Last night, Scott Morrison arrived at Sydney’s Wentworth Hotel to claim victory as the Coalition stood poised either to claim a bare parliamentary majority, or to hold on as a minority government.
Three years earlier, his predecessor, Malcolm Turnbull, did exactly the same thing.
But whereas a jubilant Morrison was greeted by the party faithful as a conquering hero, Turnbull looked a diminished figure, a fact reflected in his perceptibly sour mood.
It is true the Coalition lost a good many seats in 2016, whereas most Coalition MPs who had a job on Friday continue to do so today — not counting the substantial number who were not re-contesting their seats, in many cases because they had written off the government’s chances of being returned.
Mostly though the marked difference in mood points to the importance of expectations — in this case between those surrounding Turnbull, the man of destiny feted for the prime ministership from a young age, and Morrison, who unexpectedly came to the leadership of a crippled government that had just advertised its instability in the most damaging fashion imaginable.
The expectations game was heavily influenced by opinion polls, which correctly pointed to a close result in 2016, but this time proved badly askew.
Some telling statistics can be invoked on this score, such as the fact that the last 11 polls of the campaign produced near-identical results around 51.5-48.5 in favour of Labor (the statistical unlikelihood of which was explored here last week), or the still more remarkable fact that not a single major polling series credited the Coalition with a two-party lead in any of the nearly 200 results published through the entirety of the parliamentary term.
After all that, the Coalition appears headed for a national two-party vote of maybe 51% — which was, once again, hardly different from 2016.
However, this was far from a status quo result, instead consisting of substantial electoral realignments that cancelled out in aggregate.
The consistent theme in this respect was the politics of climate change, which drove swings against the Coalition in blue-ribbon Liberal seats in Sydney and Melbourne.
This was a decisive factor in Tony Abbott’s heavy defeat at the hands of independent Zali Steggall in Warringah, but it amounted to punching into thin air as far as Labor was concerned, as the existing Liberal margins were far too big to overcome.
Mining cost Labor
However, anywhere mining or resources extraction were a factor, Labor got hammered.
Central Queensland was particularly striking on this score, recording swings at or near double digits in the neighbouring seats of Capricornia (based round Rockhampton, and not so long ago a fairly reliable seat for Labor), Dawson (where you might think George Christensen had given people something to vote against) and Herbert (where Labor member Cathy O’Toole’s 37 vote margin was obliterated by an 8.6% swing).

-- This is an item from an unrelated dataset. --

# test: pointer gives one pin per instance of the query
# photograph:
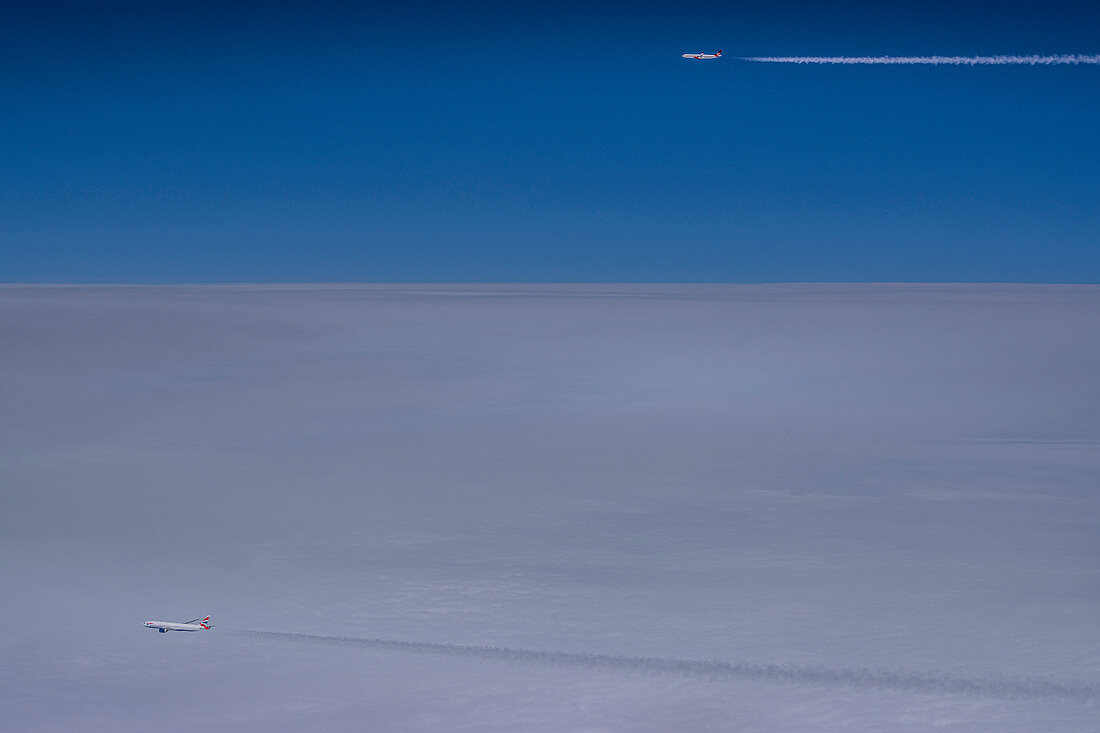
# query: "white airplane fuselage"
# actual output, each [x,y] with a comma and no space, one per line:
[164,626]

Similarly, a double-digit swing was recorded against Joel Fitzgibbon in the New South Wales coal mining seat of Hunter, where One Nation polled an extraordinary 21.4% — the best result in the entire country for a party that typically does its best trade in Queensland.
Howard’s battlers?
Unexpected as all this was, the underlying dynamic is not new, and should be especially familiar to those whose memories extend to Mark Latham’s defeat at the hands of John Howard in 2004.
Then as now, the northern Tasmanian seats of Bass and Braddon flipped from Labor to Liberal, with forestry policy providing the catalyst on that occasion, and Labor performed poorly in the outer suburbs, reflected in yesterday’s defeat in Lindsay and its failure to win crucial seats on the fringes of the four largest cities.
There were also swings to Labor against the trend in wealthy city seats, attributed in 2004 to the non-economic issues of the Iraq war and asylum seekers, and touted at the time as the “doctors’ wives” effect.
The unhelpfully sexist terminology has happily fallen from use, but it describes a phenomenon that is assuming ever greater importance here and abroad — notably in the American mid-terms in November, when wealthy suburbs turned against the Republicans.
Little good did it do Labor though, either in 2004 or last night, when the outer suburbs and regional cities again revealed themselves as the decisive constituencies in Australia’s electoral politics.